先日もニューヨークのMOMAで、Mark Rothkoの前で長いこと立ち止まってしまいました。メトロポリタン美術館でVan Goghの「花瓶のバラ」を観た直後、訪れたある方のオフィスに同作のコピーがあり、その話題で盛り上がりました。

洋服は既製品と自分の嗜好が一致しないことによく困惑します。理想に近いものを求めて、何店も訪れ、長い時間をかけて探しますが、多くの場合は叶いません。オーダーメイドでもすればといわれますが、そんなお金もありません。いつしか「自分で洋服を作ればいいのかな」などと愚かな夢想をしたりしています。

ある芸術家の方とギャラリーでお話をしていました。

その方は異なったマテリアルを合わせて、通常の人間が考えないものを創造する現代アーティストです。
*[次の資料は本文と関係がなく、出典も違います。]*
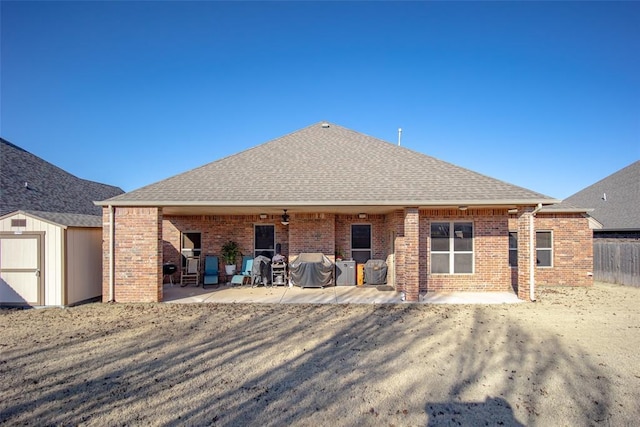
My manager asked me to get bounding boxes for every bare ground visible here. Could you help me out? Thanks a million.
[0,284,640,426]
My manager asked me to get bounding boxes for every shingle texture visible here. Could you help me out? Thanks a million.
[560,160,640,230]
[2,211,102,228]
[104,123,554,206]
[0,138,123,216]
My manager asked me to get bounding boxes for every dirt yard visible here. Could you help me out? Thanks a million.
[0,284,640,426]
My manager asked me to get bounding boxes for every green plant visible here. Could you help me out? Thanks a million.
[220,240,242,265]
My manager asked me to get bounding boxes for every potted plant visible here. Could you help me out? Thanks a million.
[220,240,242,276]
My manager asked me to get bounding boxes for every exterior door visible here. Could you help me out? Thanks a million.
[0,234,43,305]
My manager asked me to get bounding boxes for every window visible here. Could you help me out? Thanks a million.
[351,224,371,263]
[509,231,518,267]
[431,222,473,274]
[253,225,276,258]
[180,231,202,267]
[536,231,553,267]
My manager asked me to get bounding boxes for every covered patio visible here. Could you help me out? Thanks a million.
[163,283,523,304]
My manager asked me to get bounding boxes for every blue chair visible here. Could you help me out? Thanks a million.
[202,255,219,288]
[231,257,253,285]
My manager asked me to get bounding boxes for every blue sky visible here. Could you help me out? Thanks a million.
[0,1,640,199]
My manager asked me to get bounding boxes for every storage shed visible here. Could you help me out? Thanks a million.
[0,211,102,306]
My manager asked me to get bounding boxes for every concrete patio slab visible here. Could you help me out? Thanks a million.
[420,292,524,304]
[163,284,523,304]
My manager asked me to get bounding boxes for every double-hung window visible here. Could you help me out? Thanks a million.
[253,224,276,258]
[509,231,518,267]
[351,224,371,263]
[431,222,474,274]
[536,231,553,267]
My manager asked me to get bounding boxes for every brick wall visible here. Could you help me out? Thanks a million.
[402,208,422,301]
[509,212,593,286]
[162,215,290,274]
[102,207,162,302]
[289,213,336,259]
[420,209,512,292]
[509,212,593,298]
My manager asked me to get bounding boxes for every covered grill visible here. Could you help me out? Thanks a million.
[289,253,333,288]
[364,259,387,285]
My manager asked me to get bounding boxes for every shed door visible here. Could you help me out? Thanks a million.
[0,235,42,305]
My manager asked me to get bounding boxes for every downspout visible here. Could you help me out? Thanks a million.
[109,205,116,302]
[529,203,542,301]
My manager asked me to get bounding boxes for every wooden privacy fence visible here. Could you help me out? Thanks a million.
[593,239,640,286]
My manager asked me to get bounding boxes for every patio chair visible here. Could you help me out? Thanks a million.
[180,257,200,288]
[202,255,219,288]
[231,257,253,286]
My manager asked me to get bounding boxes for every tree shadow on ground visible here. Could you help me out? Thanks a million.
[0,304,611,425]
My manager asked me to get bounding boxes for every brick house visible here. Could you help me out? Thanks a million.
[97,123,592,302]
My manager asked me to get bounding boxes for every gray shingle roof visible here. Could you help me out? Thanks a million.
[0,138,123,215]
[101,123,558,207]
[560,160,640,231]
[0,210,102,228]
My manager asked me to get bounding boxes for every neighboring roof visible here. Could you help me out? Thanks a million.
[0,138,123,215]
[99,123,558,214]
[560,160,640,231]
[0,210,102,228]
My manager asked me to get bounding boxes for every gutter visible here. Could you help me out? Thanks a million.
[529,203,542,301]
[109,205,116,302]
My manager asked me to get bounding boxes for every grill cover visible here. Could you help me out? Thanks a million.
[364,259,387,285]
[251,255,271,285]
[289,253,333,288]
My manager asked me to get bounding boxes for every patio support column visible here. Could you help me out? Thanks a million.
[403,208,420,301]
[517,206,535,301]
[113,206,162,302]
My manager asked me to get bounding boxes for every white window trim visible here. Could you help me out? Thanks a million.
[536,230,553,268]
[253,223,277,257]
[349,226,373,259]
[507,230,518,268]
[429,221,476,276]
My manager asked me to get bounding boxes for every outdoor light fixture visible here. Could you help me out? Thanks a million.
[281,209,289,225]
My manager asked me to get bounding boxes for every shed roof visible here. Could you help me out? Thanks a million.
[560,160,640,231]
[99,122,558,214]
[0,138,123,215]
[0,210,102,228]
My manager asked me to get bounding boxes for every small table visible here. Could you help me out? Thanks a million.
[271,262,287,286]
主に使われなくなった廃木を用いて作品にします。

その方曰く、

「住宅の建造に使われた木と、使われなかった木は、どちらも木で、区別するのはおかしいと思うのです」。

使われなくなった木を触っているとアイデアが自然と湧いてくるそうです。

「わたしのクリニックを訪れる方は、むしろ世間にいる人たちよりも、健康なこころをもっている人が多いと誰かが言っていました」。

わたしはなぜか、そう思い出して返していました。

ふたりで話になったのは、一般に普通の観念で普通と思われていることが、必ずしも普通とは限らないこと、すべてではないこと、それを疑ってみることでした。

古来、芸術は常識や社会体制への反抗や、そこで表現できないものの表現の場でした。

「芸術の秋」といいます。秋の夜長に読書やさまざまな芸術活動ができるからと解釈されますが、秋は同時に日照時間が減り(アメリカでは特にそうですが)長いホリデーのはじまりの時期です。ホリデーブルー、つまり楽しいはずのホリデーに気持ちがのれず、沈むこともある季節です。

そんな季節に、あなたの感性を刺激しに、アートに触れてみてはいかがですか。